なんだか楽しそうだったので、声をかけずにいた。
良く晴れていたけれど、まだ少し風が冷たかった。
その時、見覚えのある人が、視界に入った。
黒いジャケットの背の高い人。似たような格好をした人はたくさん居たけど、
こっちを見ていたのでぱっと分かった。
「あ・・!」
私はクラスメートそっちのけで、人ごみを掻き分けてその人の方に全力で走った。
あの雪の日に会った人だ!
「いいなあ。年下の子が全力で駆けてくるのって」
目を細めて、ふふーんって感じで笑いながら、先日はどうも、と挨拶をしてくる。
私はドキドキしながら、こんにちは、と頭を下げた。
「あの、名前・・聞いてなくて」
「僕は李 英明。大学生」
「私は、謝 麗華です」
「レイカちゃん?」
名前を呼ばれて、顔が赤くなった。
これは大きな一歩です!!
「今日は何しに来たんですか?」
「僕、ここら辺のお店を見るのが好きなんだよね。珍しい物が多いし・・よく、来るんだ」
あたりを見回しながら、李さんが古いものとかね、と続けたので、例えば?と、聞いてみた。
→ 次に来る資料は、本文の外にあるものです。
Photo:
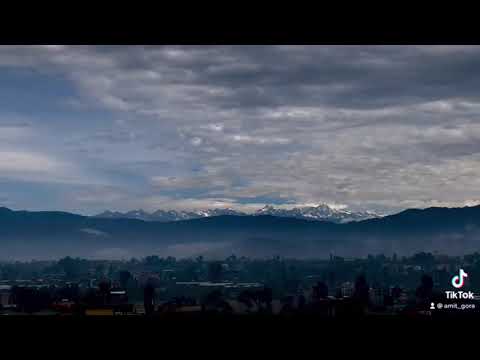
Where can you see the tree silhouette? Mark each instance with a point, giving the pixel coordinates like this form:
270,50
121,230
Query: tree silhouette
149,299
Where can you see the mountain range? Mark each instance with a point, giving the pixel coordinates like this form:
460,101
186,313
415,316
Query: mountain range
46,234
321,212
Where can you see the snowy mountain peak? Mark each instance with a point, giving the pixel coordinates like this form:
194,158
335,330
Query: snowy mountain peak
321,212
「んー。プレゼントになりそうなものとか・・・骨董とか・・中華料理も好きだし」
私はうれしくなって、一息に言った。
「私のお母さんが開いてるお店がすぐそこにあるんだけど・・よかったら、寄ってください!」
李さんは笑って、
「じゃあ、寄っていこうかな」
って言ってくれた。
私は先に立って歩き、時々より道をする李さんを邪魔しないように、一緒に立ち止まった。
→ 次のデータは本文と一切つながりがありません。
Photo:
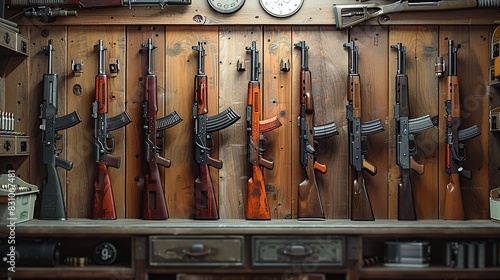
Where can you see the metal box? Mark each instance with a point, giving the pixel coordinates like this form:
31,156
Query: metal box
304,250
196,250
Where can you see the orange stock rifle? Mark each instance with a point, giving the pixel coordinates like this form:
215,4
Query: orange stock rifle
104,205
455,150
257,207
パンダが好きなのか、パンダのキーホルダーとか、ぬいぐるみとかをじっと見ていた。
「ちょっと探し物しててね」
「パンダの探し物?」
「そう・・パンダって熊猫って言うんだよねー。熊なのか猫なのか・・見た目は熊だけど性格は猫みたいだよね」
独り言を言いながら彼は私の後をついてくる。
私はなんて声をかけたらいいのか分からなくて、もくもくと歩いた。
(パンダが好きなのかな・・パンダラーメンとかあるのかな・・でも初デートにラーメンてだめだわ・・。
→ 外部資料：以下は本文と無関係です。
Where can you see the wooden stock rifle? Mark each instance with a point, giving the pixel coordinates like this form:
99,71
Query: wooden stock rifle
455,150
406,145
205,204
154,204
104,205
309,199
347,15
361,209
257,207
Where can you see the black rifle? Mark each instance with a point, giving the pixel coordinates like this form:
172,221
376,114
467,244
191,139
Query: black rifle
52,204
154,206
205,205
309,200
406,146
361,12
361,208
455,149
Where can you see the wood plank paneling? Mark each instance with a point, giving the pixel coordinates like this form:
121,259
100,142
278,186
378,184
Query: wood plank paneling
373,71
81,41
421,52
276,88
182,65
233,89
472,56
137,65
うちにパンダグッズなんかあったかしら・・あ、お母さんになんて言おう)
だんだんそっちの方が気になって、早歩きになってしまう。
(そうだ、お客さん、お客さんでいいじゃない!・・言わなきゃ分からないよきっと!)
はっと振り向いたとき、李さんはあわてて追いかけてきた。
「置いていかれたかと・・」
革靴で走らせてしまい、申し訳なく思った。
「ごめんなさい。パンダの可愛さには、かなわないわ」
「えぇぇ?」
「・・なんでもないです」
ジョークって難しい。
お店では、お母さんが商品をそろえているところだった。
私は平常心を装って、お母さんに李さんを紹介した。
「お母さん、お客さん。李さんていうの」
「あら、いらっしゃい」
「どうも・・雪の日に、麗華ちゃんにぶつかってしまったんです。すみません。さっき、そこで会ってつれてきてもらいました」
「え?・・あぁ」
お母さんがむふふ、って笑った。